Dataverse retention: The conversation nobody wants to have

Dataverse gives us security, relationships, forms, views, business rules, APIs, model-driven apps, Power Automate integration, Power Pages integration, ALM support, auditing, and a much better enterprise story than a random SharePoint list pretending to be a database.

But there is one conversation that teams often postpone for too long:

How long are we going to keep this data?

Not “can we store it?”
Not “can we build the app?”
Not “can we automate the process?”

But:

When should this data stop being active business data?
When should it be archived?
When should it be deleted?
Who is responsible for making that decision?

That is the Dataverse retention conversation nobody wants to have.

And the longer we avoid it, the more expensive and uncomfortable it becomes.

Dataverse is not a magical infinite drawer

Dataverse is a powerful enterprise data platform, but that does not mean every row should live forever in the active application database.

In real enterprise projects, data growth happens quietly.

A supplier onboarding app starts with a few hundred submissions.
A request management app grows into thousands of records.
A Power Pages portal collects forms, attachments, comments, approvals and audit history.
A Power Automate process creates logs, status rows, integration payloads and error traces.
A model-driven app becomes the operational system for an entire department.

At first, nobody cares.

The app works.
The process is automated.
The business is happy.

Then someone opens the Power Platform admin center and notices that Dataverse capacity is growing.
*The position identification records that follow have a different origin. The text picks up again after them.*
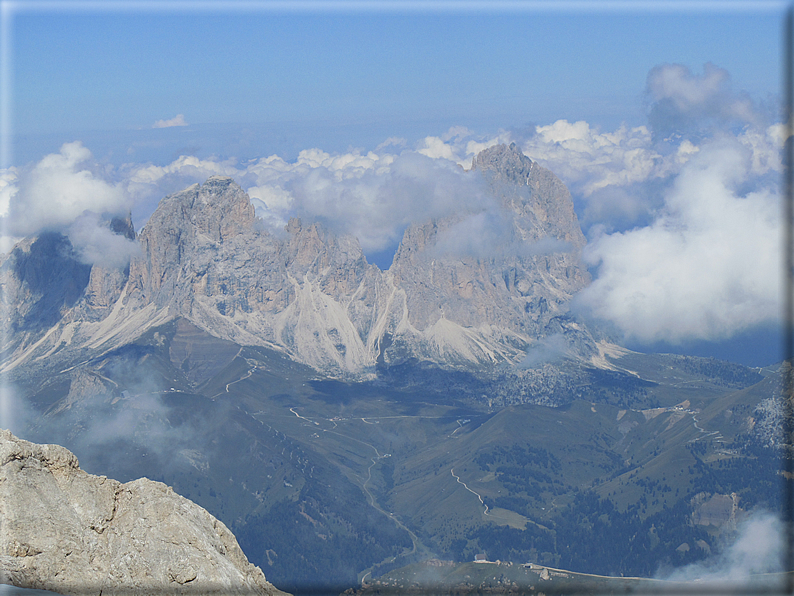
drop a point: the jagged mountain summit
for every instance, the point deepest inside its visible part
(204, 256)
(70, 532)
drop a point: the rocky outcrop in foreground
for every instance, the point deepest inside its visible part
(64, 530)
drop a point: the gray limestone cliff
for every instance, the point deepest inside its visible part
(476, 288)
(70, 532)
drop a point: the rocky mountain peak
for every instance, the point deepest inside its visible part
(506, 161)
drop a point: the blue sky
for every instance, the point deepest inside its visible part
(663, 119)
(87, 70)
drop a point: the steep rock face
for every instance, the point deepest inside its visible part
(475, 288)
(74, 533)
(508, 283)
(206, 257)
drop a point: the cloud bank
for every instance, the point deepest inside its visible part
(66, 192)
(706, 268)
(757, 549)
(682, 213)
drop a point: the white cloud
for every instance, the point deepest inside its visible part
(590, 160)
(178, 120)
(682, 100)
(707, 267)
(55, 191)
(96, 244)
(757, 549)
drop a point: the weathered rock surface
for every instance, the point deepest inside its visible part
(70, 532)
(206, 257)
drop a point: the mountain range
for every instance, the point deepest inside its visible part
(343, 420)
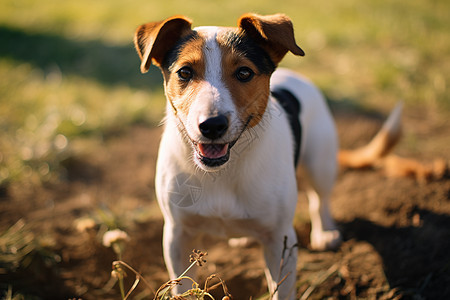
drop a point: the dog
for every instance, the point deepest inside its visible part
(235, 129)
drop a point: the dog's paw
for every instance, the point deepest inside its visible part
(325, 240)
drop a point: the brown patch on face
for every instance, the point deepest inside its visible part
(250, 97)
(181, 92)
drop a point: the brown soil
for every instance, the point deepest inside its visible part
(397, 231)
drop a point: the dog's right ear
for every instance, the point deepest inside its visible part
(153, 40)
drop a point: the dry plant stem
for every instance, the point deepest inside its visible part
(224, 286)
(135, 272)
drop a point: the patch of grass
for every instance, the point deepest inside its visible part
(26, 260)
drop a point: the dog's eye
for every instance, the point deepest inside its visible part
(185, 73)
(244, 74)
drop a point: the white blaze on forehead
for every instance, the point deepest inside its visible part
(216, 95)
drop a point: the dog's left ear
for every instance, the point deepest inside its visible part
(154, 40)
(275, 34)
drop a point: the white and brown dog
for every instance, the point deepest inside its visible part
(234, 131)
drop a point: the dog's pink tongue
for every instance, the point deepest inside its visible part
(213, 150)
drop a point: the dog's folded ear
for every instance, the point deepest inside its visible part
(274, 33)
(154, 40)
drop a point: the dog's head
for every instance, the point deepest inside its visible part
(217, 79)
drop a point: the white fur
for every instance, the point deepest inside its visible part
(255, 192)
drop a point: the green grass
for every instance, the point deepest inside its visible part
(69, 69)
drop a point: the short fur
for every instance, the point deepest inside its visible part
(226, 164)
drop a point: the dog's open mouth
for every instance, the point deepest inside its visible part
(213, 155)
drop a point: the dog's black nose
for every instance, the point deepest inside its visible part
(214, 128)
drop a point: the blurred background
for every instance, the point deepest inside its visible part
(70, 86)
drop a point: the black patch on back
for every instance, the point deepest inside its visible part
(246, 46)
(292, 107)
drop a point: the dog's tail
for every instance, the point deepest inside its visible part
(380, 146)
(377, 154)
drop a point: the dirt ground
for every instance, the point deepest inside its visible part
(396, 230)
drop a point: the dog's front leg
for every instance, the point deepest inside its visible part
(177, 245)
(281, 260)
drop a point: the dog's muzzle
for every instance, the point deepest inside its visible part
(213, 154)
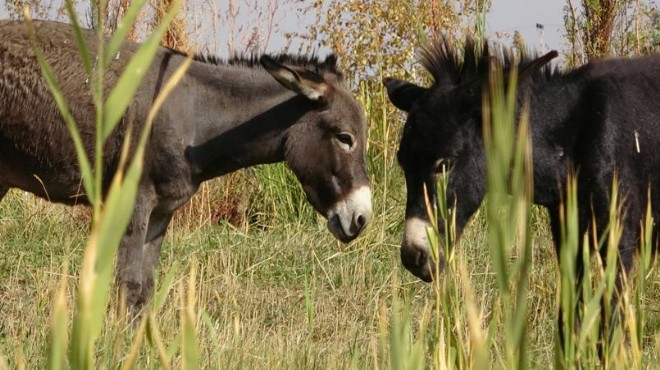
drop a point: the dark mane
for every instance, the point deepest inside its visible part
(450, 65)
(311, 62)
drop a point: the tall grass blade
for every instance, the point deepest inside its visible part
(59, 326)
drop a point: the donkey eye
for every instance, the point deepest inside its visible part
(441, 166)
(345, 139)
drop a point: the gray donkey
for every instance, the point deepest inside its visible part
(222, 116)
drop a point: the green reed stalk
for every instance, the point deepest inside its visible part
(509, 198)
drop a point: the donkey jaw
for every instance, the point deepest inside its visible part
(415, 250)
(348, 217)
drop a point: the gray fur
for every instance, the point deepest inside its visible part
(220, 118)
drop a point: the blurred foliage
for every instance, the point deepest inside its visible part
(597, 28)
(381, 36)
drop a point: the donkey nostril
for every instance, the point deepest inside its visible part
(360, 222)
(421, 259)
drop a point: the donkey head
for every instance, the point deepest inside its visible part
(326, 148)
(443, 133)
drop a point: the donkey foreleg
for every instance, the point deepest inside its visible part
(3, 191)
(158, 224)
(130, 255)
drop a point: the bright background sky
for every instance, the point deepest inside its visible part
(505, 17)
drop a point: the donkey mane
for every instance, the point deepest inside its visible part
(451, 65)
(312, 62)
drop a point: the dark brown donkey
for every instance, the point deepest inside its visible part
(222, 116)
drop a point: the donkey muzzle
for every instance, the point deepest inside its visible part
(348, 217)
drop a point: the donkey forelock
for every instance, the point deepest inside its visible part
(450, 65)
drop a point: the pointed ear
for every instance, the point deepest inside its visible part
(536, 64)
(402, 93)
(304, 82)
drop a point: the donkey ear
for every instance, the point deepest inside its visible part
(402, 93)
(304, 82)
(536, 64)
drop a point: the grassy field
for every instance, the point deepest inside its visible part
(284, 296)
(278, 291)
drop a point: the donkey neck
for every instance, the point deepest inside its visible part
(242, 119)
(556, 121)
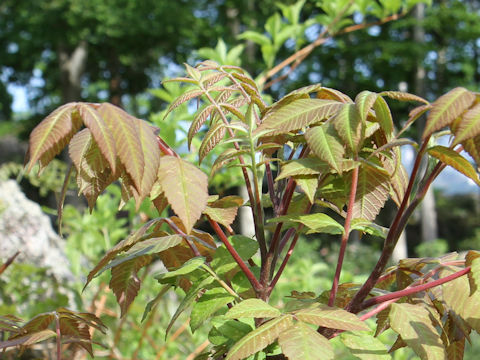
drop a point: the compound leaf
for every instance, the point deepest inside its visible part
(447, 108)
(50, 136)
(413, 324)
(186, 188)
(301, 342)
(252, 308)
(259, 338)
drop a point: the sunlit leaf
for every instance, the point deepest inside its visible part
(208, 304)
(326, 145)
(298, 114)
(455, 160)
(100, 131)
(186, 96)
(413, 324)
(383, 115)
(259, 338)
(198, 121)
(318, 222)
(447, 108)
(125, 132)
(301, 342)
(372, 192)
(151, 155)
(186, 188)
(365, 346)
(28, 339)
(125, 282)
(403, 96)
(50, 136)
(364, 102)
(304, 166)
(331, 317)
(252, 308)
(349, 126)
(214, 135)
(473, 259)
(224, 211)
(309, 184)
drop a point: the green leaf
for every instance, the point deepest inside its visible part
(365, 346)
(146, 247)
(210, 302)
(151, 156)
(102, 134)
(309, 184)
(125, 282)
(413, 324)
(316, 223)
(188, 267)
(369, 227)
(403, 96)
(383, 115)
(29, 339)
(456, 296)
(372, 192)
(259, 338)
(224, 211)
(188, 300)
(254, 36)
(364, 102)
(50, 136)
(349, 126)
(227, 332)
(473, 259)
(186, 188)
(468, 125)
(214, 135)
(325, 143)
(447, 108)
(223, 261)
(252, 308)
(331, 317)
(297, 115)
(200, 118)
(301, 342)
(455, 160)
(305, 166)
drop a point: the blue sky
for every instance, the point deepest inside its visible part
(450, 181)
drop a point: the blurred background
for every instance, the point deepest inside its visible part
(58, 51)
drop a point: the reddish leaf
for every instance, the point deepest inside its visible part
(50, 136)
(100, 132)
(298, 114)
(372, 192)
(125, 282)
(185, 187)
(447, 108)
(125, 134)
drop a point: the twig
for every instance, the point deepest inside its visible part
(343, 245)
(248, 273)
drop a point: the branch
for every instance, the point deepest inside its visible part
(248, 273)
(343, 245)
(414, 289)
(301, 54)
(394, 233)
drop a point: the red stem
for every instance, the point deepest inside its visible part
(405, 292)
(391, 240)
(248, 273)
(343, 246)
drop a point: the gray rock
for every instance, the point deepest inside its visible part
(25, 228)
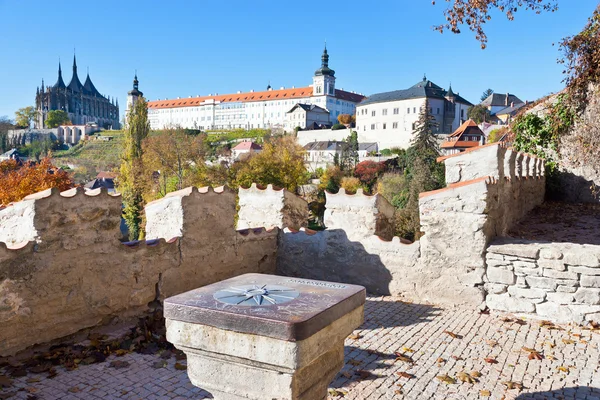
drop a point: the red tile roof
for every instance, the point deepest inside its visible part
(282, 94)
(247, 146)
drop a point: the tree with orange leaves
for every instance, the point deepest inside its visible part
(19, 180)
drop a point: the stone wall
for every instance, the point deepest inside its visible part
(269, 207)
(76, 274)
(557, 281)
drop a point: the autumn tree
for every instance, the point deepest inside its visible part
(478, 113)
(280, 163)
(25, 116)
(56, 118)
(476, 13)
(178, 158)
(130, 181)
(19, 180)
(486, 93)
Database storage is growing. File storage is growing. Log storage is growing. Suddenly, the conversation becomes less about innovation and more about ownership, cost, compliance and cleanup.
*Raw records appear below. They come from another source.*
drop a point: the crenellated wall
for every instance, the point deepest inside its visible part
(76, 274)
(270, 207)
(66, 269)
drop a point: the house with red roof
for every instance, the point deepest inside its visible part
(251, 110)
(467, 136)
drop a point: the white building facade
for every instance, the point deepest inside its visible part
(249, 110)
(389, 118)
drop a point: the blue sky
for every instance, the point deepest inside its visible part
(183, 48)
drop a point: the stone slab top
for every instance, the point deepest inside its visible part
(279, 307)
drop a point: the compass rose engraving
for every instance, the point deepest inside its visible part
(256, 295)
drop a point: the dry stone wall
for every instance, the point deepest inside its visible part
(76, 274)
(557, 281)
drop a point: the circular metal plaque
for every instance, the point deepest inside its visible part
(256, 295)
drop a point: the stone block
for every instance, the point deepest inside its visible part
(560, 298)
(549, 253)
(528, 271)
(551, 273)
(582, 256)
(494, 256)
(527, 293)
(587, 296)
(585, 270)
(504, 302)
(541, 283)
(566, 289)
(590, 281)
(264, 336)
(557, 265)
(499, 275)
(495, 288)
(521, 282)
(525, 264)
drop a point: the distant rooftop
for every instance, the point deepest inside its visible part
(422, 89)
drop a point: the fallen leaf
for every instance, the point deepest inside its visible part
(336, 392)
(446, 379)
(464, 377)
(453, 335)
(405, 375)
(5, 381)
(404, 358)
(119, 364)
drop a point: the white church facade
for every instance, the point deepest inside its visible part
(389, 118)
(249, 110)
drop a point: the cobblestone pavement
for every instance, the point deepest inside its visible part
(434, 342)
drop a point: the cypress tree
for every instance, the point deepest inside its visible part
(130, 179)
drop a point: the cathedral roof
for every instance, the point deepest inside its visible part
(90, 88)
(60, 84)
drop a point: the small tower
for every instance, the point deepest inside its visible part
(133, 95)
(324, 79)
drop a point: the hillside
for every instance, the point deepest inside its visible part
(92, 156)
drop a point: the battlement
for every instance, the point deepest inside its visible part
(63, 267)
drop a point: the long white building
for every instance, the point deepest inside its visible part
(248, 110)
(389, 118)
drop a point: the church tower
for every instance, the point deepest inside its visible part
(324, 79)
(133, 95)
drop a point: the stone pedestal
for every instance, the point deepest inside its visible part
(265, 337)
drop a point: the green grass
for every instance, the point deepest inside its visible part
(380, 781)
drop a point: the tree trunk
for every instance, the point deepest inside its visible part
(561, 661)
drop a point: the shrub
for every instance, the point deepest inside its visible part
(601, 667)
Microsoft’s capacity model separates Dataverse usage into database, file, and log storage, so it is important to understand what kind of data is actually growing before jumping to conclusions. You can read more in Microsoft’s documentation on Dataverse capacity-based storage.

This is usually the moment when somebody asks:

“Can’t we just delete the old records?”

Maybe.
But maybe not.

And that is exactly why retention should be discussed before the database becomes painful.
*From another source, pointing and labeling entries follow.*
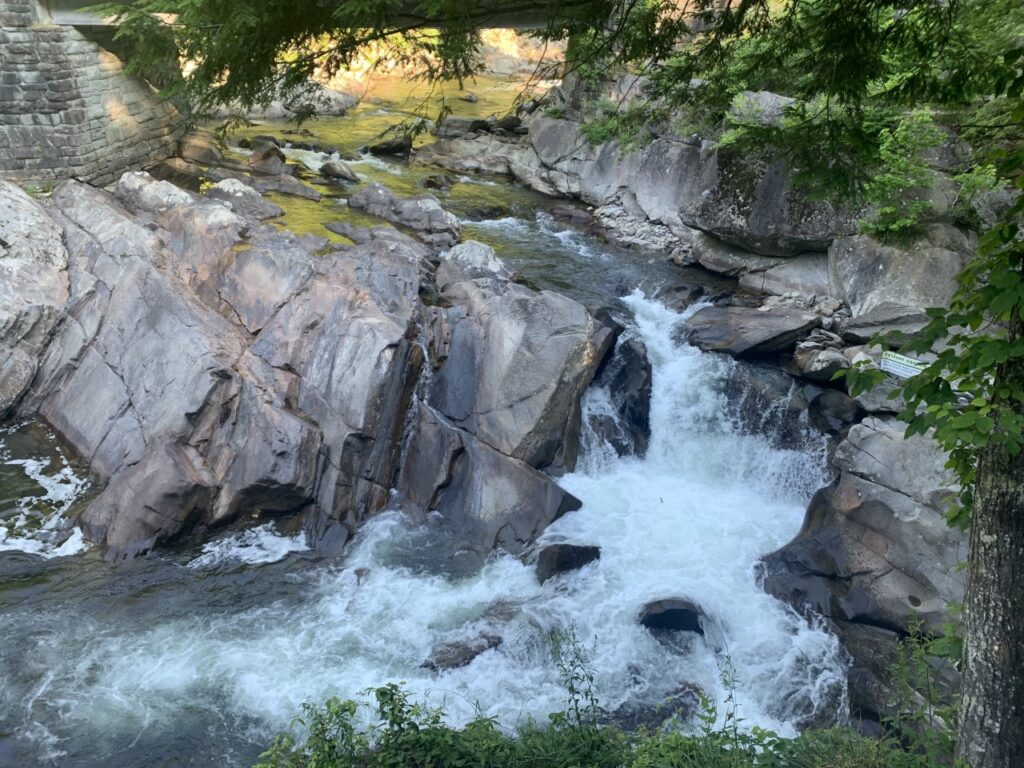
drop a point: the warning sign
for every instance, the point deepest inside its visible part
(901, 366)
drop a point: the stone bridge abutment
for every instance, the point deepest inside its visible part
(68, 109)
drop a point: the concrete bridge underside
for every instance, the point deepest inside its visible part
(491, 13)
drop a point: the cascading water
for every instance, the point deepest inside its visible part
(248, 630)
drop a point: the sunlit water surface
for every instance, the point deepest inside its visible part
(199, 656)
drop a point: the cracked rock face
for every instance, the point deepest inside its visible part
(423, 214)
(875, 555)
(33, 289)
(209, 368)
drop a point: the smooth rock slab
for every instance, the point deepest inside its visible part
(745, 332)
(423, 214)
(563, 558)
(673, 614)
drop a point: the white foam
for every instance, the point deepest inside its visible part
(310, 159)
(509, 224)
(40, 525)
(690, 519)
(252, 547)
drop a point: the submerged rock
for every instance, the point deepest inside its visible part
(423, 214)
(562, 558)
(875, 555)
(338, 170)
(268, 161)
(397, 146)
(673, 614)
(456, 654)
(628, 378)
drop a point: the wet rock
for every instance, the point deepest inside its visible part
(201, 147)
(888, 288)
(209, 368)
(397, 146)
(819, 357)
(262, 139)
(681, 296)
(482, 500)
(34, 290)
(745, 332)
(763, 399)
(628, 377)
(875, 554)
(286, 184)
(423, 214)
(562, 558)
(471, 260)
(244, 200)
(456, 126)
(681, 706)
(338, 170)
(150, 360)
(180, 173)
(438, 181)
(834, 411)
(673, 614)
(268, 161)
(454, 655)
(517, 360)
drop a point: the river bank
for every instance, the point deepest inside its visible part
(223, 633)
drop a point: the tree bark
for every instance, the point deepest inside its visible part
(991, 727)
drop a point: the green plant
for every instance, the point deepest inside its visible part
(923, 711)
(898, 193)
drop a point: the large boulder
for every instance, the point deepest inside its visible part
(423, 214)
(875, 555)
(748, 332)
(516, 360)
(33, 290)
(273, 381)
(208, 367)
(268, 161)
(889, 287)
(244, 200)
(627, 378)
(480, 499)
(563, 558)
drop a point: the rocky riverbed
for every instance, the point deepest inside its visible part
(311, 426)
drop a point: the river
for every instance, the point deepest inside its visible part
(199, 656)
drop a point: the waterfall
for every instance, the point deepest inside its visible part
(250, 629)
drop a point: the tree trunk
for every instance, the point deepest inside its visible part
(991, 727)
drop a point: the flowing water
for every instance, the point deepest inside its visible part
(198, 657)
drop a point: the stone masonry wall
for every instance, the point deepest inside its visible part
(69, 110)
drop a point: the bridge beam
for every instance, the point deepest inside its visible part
(497, 13)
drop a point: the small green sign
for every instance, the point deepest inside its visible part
(901, 366)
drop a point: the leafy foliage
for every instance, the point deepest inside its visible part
(403, 734)
(898, 193)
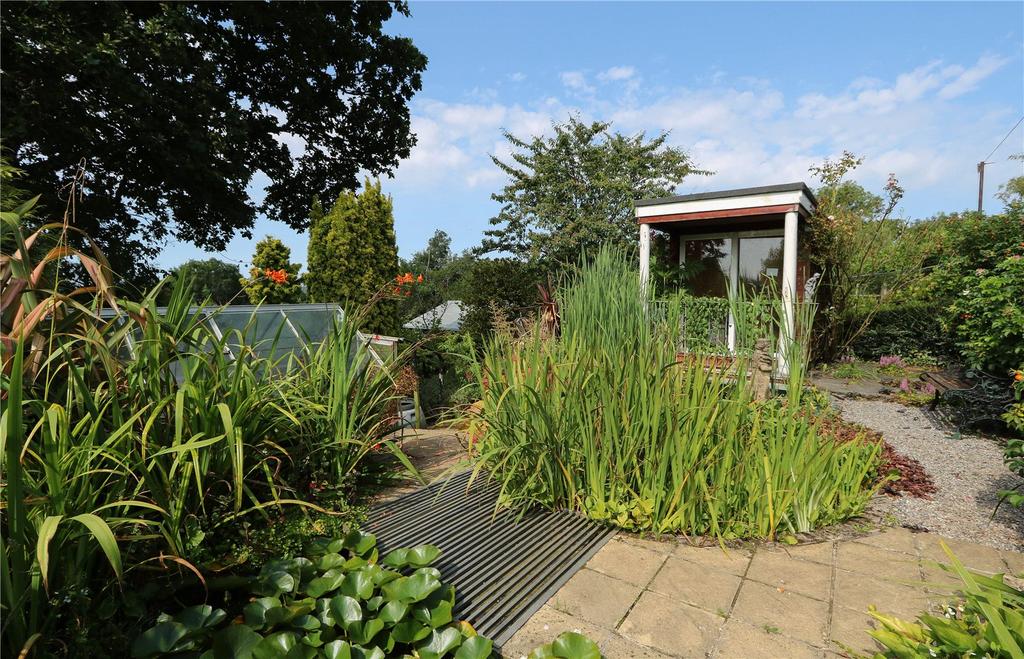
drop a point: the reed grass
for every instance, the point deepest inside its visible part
(605, 420)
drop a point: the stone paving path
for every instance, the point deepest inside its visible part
(644, 599)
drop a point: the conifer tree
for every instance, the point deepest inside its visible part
(352, 256)
(273, 278)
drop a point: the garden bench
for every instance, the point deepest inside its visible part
(975, 398)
Retention is not just a technical setting

A common mistake is treating retention as a technical configuration.

It is not.

Retention is a business, compliance, legal, security, architectural and operational decision that only happens to be implemented technically.

Before creating any retention policy, someone needs to answer questions like:

Why do we store this data?
Who owns this data?
How long is it useful for daily operations?
How long must it be kept for audit, legal or regulatory reasons?
When does it become inactive?
Who is allowed to view historical records?
Can the data be anonymized instead of retained?
Can attachments be removed earlier than the main business record?
What happens if a user requests deletion?
What happens if the business wants to reopen an old case?
Does reporting still need this data?
Does another system already store the official record?

Those questions cannot be answered by a developer alone.

They need input from the business owner, data owner, security, privacy, compliance and platform team. In smaller organizations, one person may wear several of those hats. In large enterprises, this can become a proper governance conversation.

That is uncomfortable.

But it is much better than discovering after three years that nobody knows whether old Dataverse records can be deleted.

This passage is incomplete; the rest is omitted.